Text Marcus Schick FOTOS Sebastian Grenzing
Wer das lichtdurchflutete Foyer am Haupteingang von HELLER in Nürtingen betritt, ist eingeladen, gleich zur Sache zu kommen. Rechts geht es in das TechnologieCenter, eine Art Showroom, wo aktuelle CNC-Werkzeugmaschinen und Fertigungssysteme für die spanende Bearbeitung des Traditionsunternehmens ausgestellt sind: darunter 4- und 5-Achs-Bearbeitungszentren, Fräs-Dreh-Bearbeitungszentren, Sonder- und Prozessmaschinen, Beschichtungsmodule oder Maschinen für die Kurbel- und Nockenwellenbearbeitung.
Linkerhand führt der Weg direkt zur Basis all solcher Hightech. „Willkommen in der Ausbildung bei HELLER“ steht auf dem Plakat am Eingang. Darauf abgebildet sind junge, strahlende Menschen in ihrer blauen HELLER Montur mit ihren Ausbildern. Ihre Einladung in das Ausbildungszentrum des Maschinenbauers anzunehmen lohnt sich. Die Ausbildung bei HELLER ist einzigartig und lockt jedes Jahr Interessenten aus der ganzen Welt an, um sich über das preisgekrönte ganzheitliche Ausbildungskonzept zu informieren.

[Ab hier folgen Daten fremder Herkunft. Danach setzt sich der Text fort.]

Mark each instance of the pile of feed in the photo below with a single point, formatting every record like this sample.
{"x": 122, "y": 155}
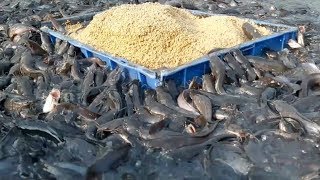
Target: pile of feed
{"x": 157, "y": 36}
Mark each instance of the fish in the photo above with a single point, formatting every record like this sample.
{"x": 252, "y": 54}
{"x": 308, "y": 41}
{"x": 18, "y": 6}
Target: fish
{"x": 19, "y": 28}
{"x": 51, "y": 100}
{"x": 46, "y": 43}
{"x": 245, "y": 64}
{"x": 307, "y": 84}
{"x": 250, "y": 31}
{"x": 286, "y": 110}
{"x": 207, "y": 83}
{"x": 218, "y": 71}
{"x": 56, "y": 24}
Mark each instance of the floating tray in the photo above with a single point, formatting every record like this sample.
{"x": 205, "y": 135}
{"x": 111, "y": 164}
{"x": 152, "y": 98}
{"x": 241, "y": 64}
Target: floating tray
{"x": 182, "y": 74}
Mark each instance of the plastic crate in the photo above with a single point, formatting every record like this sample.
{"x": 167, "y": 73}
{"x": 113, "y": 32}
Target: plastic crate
{"x": 185, "y": 73}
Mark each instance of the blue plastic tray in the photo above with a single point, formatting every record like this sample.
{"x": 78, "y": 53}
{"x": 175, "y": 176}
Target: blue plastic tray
{"x": 182, "y": 74}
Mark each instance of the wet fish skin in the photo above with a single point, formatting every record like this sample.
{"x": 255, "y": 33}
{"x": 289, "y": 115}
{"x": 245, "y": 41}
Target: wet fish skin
{"x": 27, "y": 66}
{"x": 283, "y": 57}
{"x": 204, "y": 106}
{"x": 172, "y": 88}
{"x": 19, "y": 28}
{"x": 234, "y": 65}
{"x": 129, "y": 104}
{"x": 96, "y": 60}
{"x": 24, "y": 87}
{"x": 4, "y": 81}
{"x": 56, "y": 24}
{"x": 105, "y": 163}
{"x": 219, "y": 100}
{"x": 264, "y": 65}
{"x": 57, "y": 44}
{"x": 134, "y": 92}
{"x": 63, "y": 48}
{"x": 164, "y": 97}
{"x": 89, "y": 79}
{"x": 286, "y": 110}
{"x": 46, "y": 43}
{"x": 39, "y": 127}
{"x": 250, "y": 31}
{"x": 307, "y": 83}
{"x": 5, "y": 67}
{"x": 99, "y": 77}
{"x": 207, "y": 83}
{"x": 75, "y": 70}
{"x": 35, "y": 48}
{"x": 71, "y": 50}
{"x": 218, "y": 71}
{"x": 114, "y": 77}
{"x": 183, "y": 102}
{"x": 245, "y": 64}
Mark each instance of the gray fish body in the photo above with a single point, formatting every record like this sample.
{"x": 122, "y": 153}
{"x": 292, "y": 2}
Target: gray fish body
{"x": 207, "y": 83}
{"x": 218, "y": 70}
{"x": 245, "y": 64}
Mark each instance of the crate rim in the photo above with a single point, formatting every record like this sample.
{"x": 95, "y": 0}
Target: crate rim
{"x": 163, "y": 73}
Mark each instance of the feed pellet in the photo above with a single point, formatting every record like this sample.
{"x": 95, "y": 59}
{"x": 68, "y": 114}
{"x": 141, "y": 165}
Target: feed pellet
{"x": 159, "y": 36}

Am Eingang wartet Martin Schmeckenbecher. Ein freundlicher, zugewandter Schwabe mit wachen Augen und einem gepflegten graumelierten Kinnbart. Der 49-Jährige leitet seit Januar dieses Jahres die Ausbildung bei HELLER in Nürtingen. Dass er in Corona-Zeiten seinen Besuchern nicht die Hand geben kann, fällt ihm sichtlich schwer. „Ich mag Menschen“, sagt er und hebt entschuldigend die Hände. Es ist nicht zu übersehen: Der gelernte Stahlbauschlosser lebt seine Begeisterung für Ausbildung und lebenslanges Lernen. Er selbst hat sich über diverse berufsbegleitende Qualifizierungsmaßnahmen zum Technischen Betriebswirt weitergebildet, immer mit dem Ziel, in der Ausbildung zu arbeiten. „Ich mag es, nah bei den jungen Mitarbeitern zu sein und sie für ihre Berufe zu begeistern.“
Die Voraussetzungen dafür sind am Stammsitz von HELLER besonders günstig. Die einstige eigene Lehrwerkstatt ist im Laufe der Zeit kontinuierlich größer geworden, sodass inzwischen jedes Jahr zwischen 30 und 40 junge Menschen ihre Ausbildung oder ihr Studium hier beginnen.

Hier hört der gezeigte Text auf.